← Back to Blogs

Scaffolding a Full dbt Pipeline with Zero Hand-Written SQL

I recently tried an experiment: how much of a dbt pipeline can you build without actually writing SQL?

The answer: almost all of it.

The Three Macros That Do the Heavy Lifting

The dbt-labs/codegen package ships three macros that handle the bulk of the work:

generate_source connects to your warehouse, introspects a schema, and outputs a full _sources.yml with every table, column name, and data type. No more manually typing out column definitions.

generate_base_model takes a source table and generates a staging model with a clean CTE structure (source, renamed, select). You get the column list pulled straight from the warehouse, with your choice of leading/trailing commas and materialisation.

generate_model_yaml points at an already-materialized model and generates the schema YAML with column names and data types. This is what powers your docs and test definitions.

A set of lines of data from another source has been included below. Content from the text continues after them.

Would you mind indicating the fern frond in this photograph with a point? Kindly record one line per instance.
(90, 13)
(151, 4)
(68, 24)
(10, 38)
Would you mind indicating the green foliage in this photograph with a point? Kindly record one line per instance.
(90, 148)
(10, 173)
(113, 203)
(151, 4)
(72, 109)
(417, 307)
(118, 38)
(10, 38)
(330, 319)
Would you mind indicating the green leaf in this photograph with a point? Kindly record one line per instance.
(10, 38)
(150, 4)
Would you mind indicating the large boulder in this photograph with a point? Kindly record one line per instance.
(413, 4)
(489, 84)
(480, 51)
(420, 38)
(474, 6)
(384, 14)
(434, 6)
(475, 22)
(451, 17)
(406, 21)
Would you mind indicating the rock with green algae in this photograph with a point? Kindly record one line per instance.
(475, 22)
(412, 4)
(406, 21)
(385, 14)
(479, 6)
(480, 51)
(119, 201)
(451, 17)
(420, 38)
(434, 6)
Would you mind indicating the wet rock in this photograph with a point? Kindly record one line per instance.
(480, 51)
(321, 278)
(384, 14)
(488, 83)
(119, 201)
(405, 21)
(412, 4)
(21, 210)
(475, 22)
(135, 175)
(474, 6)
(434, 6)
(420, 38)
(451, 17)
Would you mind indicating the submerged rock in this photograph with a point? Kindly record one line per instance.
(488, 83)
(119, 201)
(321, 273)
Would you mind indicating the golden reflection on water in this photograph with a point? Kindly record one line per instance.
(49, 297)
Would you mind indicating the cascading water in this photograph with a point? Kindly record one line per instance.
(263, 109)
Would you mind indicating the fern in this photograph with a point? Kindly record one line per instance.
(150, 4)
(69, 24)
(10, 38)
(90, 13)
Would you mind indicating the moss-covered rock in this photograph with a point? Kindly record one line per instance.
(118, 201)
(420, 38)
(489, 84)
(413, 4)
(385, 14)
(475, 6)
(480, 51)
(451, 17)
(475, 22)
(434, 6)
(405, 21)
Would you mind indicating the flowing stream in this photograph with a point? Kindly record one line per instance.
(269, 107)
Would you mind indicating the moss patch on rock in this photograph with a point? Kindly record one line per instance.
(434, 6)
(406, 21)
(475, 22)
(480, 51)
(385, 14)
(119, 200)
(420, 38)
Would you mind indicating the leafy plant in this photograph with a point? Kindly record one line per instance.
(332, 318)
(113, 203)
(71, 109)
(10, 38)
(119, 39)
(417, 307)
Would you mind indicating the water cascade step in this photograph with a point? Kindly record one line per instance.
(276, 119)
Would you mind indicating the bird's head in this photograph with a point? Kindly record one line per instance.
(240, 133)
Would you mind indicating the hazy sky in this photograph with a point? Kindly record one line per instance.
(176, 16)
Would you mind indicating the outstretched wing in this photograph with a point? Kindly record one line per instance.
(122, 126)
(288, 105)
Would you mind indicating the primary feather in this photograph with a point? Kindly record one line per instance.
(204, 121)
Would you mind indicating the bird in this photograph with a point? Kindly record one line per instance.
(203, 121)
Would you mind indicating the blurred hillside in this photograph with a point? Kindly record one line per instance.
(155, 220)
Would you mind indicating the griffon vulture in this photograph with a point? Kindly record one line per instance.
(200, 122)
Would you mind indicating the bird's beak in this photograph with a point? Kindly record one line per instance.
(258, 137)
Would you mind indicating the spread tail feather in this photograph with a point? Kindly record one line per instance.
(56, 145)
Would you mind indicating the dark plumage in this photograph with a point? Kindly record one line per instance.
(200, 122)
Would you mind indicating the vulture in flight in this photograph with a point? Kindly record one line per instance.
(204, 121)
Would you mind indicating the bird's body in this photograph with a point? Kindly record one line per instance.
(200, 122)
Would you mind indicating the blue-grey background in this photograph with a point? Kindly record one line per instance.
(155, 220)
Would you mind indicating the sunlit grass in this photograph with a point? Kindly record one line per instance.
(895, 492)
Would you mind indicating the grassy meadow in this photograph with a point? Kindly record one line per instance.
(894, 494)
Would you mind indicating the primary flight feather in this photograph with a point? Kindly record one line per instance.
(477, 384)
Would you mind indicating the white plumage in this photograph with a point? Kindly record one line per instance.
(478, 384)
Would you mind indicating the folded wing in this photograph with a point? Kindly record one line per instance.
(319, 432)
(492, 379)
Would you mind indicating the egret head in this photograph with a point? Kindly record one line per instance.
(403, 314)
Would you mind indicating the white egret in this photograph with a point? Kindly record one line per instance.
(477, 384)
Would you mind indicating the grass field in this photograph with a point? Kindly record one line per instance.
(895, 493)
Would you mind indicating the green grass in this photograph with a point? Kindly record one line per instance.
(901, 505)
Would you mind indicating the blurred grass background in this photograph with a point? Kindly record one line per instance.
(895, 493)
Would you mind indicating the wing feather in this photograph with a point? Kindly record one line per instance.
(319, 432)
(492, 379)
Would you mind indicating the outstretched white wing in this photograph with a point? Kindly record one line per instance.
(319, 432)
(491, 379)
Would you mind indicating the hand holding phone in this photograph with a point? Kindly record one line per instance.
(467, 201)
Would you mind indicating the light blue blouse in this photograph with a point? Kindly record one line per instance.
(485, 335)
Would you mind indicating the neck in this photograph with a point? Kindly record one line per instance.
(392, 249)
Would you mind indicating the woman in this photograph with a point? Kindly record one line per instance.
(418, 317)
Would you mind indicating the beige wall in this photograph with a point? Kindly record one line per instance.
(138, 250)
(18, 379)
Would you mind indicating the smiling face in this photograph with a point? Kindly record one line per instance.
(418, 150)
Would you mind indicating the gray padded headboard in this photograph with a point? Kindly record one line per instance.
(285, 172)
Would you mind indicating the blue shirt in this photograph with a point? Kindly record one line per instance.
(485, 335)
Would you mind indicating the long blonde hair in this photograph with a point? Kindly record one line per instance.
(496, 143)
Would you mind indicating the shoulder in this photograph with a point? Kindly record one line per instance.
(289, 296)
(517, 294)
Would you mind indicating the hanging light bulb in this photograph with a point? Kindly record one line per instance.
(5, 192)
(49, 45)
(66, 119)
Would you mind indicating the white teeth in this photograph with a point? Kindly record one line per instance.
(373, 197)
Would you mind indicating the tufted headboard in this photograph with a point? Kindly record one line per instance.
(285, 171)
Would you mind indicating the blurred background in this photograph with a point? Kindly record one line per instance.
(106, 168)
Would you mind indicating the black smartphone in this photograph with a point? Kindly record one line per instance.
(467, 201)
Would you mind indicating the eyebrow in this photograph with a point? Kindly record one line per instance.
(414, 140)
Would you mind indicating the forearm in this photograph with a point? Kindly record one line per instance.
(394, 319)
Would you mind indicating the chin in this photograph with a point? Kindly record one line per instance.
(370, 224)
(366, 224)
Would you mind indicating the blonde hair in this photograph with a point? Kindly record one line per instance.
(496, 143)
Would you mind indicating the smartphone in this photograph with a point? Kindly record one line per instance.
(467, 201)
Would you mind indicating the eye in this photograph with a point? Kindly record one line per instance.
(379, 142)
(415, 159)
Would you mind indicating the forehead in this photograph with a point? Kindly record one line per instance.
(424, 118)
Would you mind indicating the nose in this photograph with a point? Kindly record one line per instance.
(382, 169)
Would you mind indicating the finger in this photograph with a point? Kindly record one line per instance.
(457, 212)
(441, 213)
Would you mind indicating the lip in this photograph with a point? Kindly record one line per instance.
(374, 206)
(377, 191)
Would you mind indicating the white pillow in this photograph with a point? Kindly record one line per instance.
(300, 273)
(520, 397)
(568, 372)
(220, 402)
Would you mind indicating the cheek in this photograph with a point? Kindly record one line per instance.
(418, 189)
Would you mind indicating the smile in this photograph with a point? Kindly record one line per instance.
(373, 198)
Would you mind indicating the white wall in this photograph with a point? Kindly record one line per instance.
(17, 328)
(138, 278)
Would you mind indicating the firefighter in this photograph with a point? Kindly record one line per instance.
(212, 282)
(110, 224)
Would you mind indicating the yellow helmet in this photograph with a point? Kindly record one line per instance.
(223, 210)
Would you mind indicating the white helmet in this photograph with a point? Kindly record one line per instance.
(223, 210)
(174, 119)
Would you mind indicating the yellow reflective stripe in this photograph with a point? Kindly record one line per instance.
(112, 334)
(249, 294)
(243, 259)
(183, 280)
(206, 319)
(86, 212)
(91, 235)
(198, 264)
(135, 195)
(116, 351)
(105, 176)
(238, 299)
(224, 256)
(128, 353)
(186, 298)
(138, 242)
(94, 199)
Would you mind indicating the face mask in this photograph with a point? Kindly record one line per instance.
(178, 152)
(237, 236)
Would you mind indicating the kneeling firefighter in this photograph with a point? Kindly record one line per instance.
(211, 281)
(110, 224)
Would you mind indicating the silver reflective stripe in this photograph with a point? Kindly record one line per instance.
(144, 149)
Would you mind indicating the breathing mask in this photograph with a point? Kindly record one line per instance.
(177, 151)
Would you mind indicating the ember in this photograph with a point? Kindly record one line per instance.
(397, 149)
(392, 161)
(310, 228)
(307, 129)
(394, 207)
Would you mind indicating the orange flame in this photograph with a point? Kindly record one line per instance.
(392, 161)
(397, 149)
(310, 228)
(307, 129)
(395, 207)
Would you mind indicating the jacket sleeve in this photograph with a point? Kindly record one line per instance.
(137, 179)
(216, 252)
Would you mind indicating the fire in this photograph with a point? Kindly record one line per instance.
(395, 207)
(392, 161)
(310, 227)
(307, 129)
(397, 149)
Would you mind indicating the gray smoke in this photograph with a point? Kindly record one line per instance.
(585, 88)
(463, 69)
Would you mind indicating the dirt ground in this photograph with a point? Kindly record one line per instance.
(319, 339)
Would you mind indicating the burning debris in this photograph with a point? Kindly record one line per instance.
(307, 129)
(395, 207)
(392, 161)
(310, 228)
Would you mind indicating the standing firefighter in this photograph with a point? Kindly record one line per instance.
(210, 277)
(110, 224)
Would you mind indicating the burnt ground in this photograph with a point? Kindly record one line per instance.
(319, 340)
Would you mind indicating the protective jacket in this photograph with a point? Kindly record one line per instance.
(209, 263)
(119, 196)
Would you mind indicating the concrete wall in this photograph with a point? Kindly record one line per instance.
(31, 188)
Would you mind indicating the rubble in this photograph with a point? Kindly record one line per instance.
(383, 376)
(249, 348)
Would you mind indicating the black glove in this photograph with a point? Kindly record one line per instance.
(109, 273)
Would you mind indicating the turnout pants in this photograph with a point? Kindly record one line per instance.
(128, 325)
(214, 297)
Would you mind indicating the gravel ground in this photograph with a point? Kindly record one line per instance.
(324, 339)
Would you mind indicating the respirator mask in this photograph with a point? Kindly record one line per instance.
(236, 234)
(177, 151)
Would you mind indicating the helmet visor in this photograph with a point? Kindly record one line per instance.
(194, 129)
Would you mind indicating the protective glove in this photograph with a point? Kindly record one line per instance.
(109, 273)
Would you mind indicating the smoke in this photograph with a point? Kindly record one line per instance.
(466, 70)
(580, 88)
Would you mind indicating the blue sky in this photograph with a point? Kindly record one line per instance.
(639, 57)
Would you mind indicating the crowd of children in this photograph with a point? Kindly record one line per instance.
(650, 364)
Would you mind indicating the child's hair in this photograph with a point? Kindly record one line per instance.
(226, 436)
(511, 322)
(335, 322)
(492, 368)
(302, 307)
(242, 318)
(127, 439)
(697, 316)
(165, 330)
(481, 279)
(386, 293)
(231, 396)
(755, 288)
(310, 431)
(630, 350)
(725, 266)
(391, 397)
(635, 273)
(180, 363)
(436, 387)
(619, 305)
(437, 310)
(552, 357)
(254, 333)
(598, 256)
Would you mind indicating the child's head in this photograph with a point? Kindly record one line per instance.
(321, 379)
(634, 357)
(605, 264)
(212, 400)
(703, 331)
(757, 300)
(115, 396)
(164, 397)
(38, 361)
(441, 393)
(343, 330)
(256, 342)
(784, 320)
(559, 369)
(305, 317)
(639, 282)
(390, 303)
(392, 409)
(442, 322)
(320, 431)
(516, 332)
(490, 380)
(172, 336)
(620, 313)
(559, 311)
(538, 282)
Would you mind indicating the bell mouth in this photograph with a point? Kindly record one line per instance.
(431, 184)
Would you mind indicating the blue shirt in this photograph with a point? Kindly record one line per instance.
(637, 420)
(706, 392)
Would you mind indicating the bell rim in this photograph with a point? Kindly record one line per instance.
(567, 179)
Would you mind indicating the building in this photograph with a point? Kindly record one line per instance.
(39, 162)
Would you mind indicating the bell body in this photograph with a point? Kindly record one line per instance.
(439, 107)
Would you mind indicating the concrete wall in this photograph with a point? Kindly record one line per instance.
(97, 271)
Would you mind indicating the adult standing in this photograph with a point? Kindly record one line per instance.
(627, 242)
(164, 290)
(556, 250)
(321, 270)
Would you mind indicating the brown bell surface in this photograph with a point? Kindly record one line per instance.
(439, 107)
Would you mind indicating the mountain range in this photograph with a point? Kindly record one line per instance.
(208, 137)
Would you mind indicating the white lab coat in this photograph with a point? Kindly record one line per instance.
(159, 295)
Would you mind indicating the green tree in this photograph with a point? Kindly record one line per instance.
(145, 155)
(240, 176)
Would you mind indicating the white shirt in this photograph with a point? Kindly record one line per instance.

All three run via dbt run-operation and write their output to stdout, so you just redirect to a file. No copy-pasting from the Snowflake UI, no guessing column types.

The Workflow

  1. generate_source against a Snowflake schema — _sources.yml with 4 tables fully defined
  2. generate_base_model for each table — staging views with CTE structure, done
  3. Materialize staging, then generate_model_yaml — schema files with column-level docs
  4. For marts (dim/fct), a temporary source trick — define your staging views as a source so generate_base_model can introspect their columns too, then swap source() to ref() and add your join logic

The only hand-written part? The join in my fact model. Everything else was generated by these three macros.

Where It Gets Interesting

I added a CLAUDE.md file to the repo with the full workflow documented. This means anyone with Claude Code can just say “generate a pipeline from this Snowflake source” and the entire process runs end-to-end — Claude orchestrates the macro calls in the right order, redirects output to the right files, and handles the source-to-ref swap for marts. You just review the output.

The Takeaway

The real value isn’t that AI writes the code. It’s that codegen macros already do the heavy lifting — AI just orchestrates them in the right sequence and handles the plumbing between steps.